Elles ouvrirent la barquette de lasagnes et commencèrent à dévorer la nourriture. Kiera se remémorait l'instant magique du jour où Di lui avait tendu des couverts et l'avait presque obligée à manger. Et finalement elle avait adoré ça.
Kiera prit sa fourchette pleine et en déposa le contenu sur le nez de Di. Cette dernière commença à faire des grimaces, tentant de saisir les pattes avec sa langue. Brume aperçut une petite étincelle malicieuse dans ses yeux turquoise. Die se pencha vers elle et frôla sa figure du nez. Leurs visages furent bien vite tâchés de sauce. Un grondement se fit soudain entendre. Elles regardèrent en l'air.
- Du tonnerre, affirma Di.
Elle refermait la bouche lorsqu'il se mit à pleuvoir des cordes. Kiera saisit son bras et l'entraîna sous le toboggan.
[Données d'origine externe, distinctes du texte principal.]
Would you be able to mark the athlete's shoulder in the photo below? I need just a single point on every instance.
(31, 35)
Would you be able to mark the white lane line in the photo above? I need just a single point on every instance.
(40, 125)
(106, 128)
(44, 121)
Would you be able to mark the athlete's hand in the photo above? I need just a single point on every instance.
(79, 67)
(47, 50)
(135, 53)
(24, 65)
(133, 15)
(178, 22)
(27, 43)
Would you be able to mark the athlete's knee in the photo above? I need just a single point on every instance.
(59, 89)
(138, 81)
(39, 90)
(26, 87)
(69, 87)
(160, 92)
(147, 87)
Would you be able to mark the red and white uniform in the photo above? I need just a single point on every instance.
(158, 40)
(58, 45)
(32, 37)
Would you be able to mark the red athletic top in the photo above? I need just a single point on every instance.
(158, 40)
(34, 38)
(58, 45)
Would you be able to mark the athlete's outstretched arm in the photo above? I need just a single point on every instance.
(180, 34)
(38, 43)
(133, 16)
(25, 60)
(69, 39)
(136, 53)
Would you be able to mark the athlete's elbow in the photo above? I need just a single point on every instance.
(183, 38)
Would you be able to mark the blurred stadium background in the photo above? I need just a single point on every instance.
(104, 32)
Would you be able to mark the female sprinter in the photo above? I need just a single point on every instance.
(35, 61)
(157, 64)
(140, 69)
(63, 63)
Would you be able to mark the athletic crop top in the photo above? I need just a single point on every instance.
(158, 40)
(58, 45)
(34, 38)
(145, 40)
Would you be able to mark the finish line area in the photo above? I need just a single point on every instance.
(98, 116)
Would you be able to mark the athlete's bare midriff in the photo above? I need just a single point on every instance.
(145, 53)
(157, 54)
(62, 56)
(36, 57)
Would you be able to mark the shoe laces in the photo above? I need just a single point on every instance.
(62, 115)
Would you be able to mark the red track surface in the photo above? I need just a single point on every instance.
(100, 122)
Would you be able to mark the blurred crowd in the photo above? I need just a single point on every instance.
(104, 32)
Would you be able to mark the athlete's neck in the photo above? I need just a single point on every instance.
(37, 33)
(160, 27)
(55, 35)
Le bois grinçait, menaçant de céder à tout moment.
- Oh non ! s'écria Brume.
- Que se passe-t-il ?
- Nous avons oublié les lasagnes sur le banc.
- Les pauvres vont attraper froid. La prochaine fois que nous achetons des lasagnes, fais-moi penser à leur tricoter des manteaux.
- Tu es sérieuse ?
- Pourquoi, je n'en ai pas l'air ?
Kiera secoua la tête et se blottit contre Di. Le toboggan grinça à nouveau. Il y eut un coup de vent si violent que Di sentit un énorme frisson parcourir son dos, et il n'en fallut pas plus aux planches de bois qui constituaient les murs pour s'envoler avant de retomber aux pieds des deux adolescentes. Il pleuvait des cordes; l'eau ruisselait sur leurs cheveux, leurs visages, leurs vêtements. Kiera regarda par terre, Di lui retira un morceau de bois des cheveux. Devant cette situation, les deux adolescentes étaient loin d'être fatalistes: exactement au même moment, elles explosèrent de rire. Kiera colla sa joue contre celle de Di, riant de plus belle. La petite brune fut déséquilibrée et elles glissèrent toutes les deux au milieu des débris et de la boue. Kiera avait du mal à respirer tant elle riait. Elle roula sur le côté et dévala les planches de bois pour se retrouver dans la terre inondée de l'aire de jeux. Titubant, ayant du mal à avancer à cause de son rire et du toboggan en miettes à ses pieds, Di se fraya un chemin vers son amie. Tentant de ne pas glisser dans la flaque de boue géante qu'était devenue l'aire de jeux. Elle tendit la main à Kiera. Celle-ci la saisit mais il ne fut pas vraiment évident de la relever. Deux jeunes filles pliées de rire tentant de se mettre debout sur un sol devenu marécage : la scène était plutôt comique. Die tirait le bras de Brume, Brume glissait sur la terre mais ses fesses retombaient au sol, Di partait alors en arrière, atterrissant sur les genoux de Kiera. Se traînant tant bien que mal vers le banc où elles avaient précédemment abandonné leur lasagne, elles parvinrent à s'extirper de la boue et s'assirent sur le trottoir. Elles étaient trempées de la tête aux pieds, leurs habits et leurs visages étaient couverts de boue. Di passa sa main dans les cheveux de Kiera pour les lui dégager du visage puis, ramenant sa main sur la joue de la rouquine, elle lui déposa un baiser sur les lèvres. Kiera ferma les yeux, enlaça ses épaules et répondit à son baiser avec passion. L'eau qui ruisselait sur leur peau passait entre leurs lèvres, mais peu leur importait : même la pluie la plus violente n'aurait pu gâcher cet instant.
La barquette de lasagnes sur le banc débordait d'eau. L'eau tombait sur les trottoirs. L'eau tombait sur les toits. L'eau tombait sur l'usine brûlée. L'eau tombait dans certains cœurs aussi, mais certainement pas sur ceux de Di et Kiera.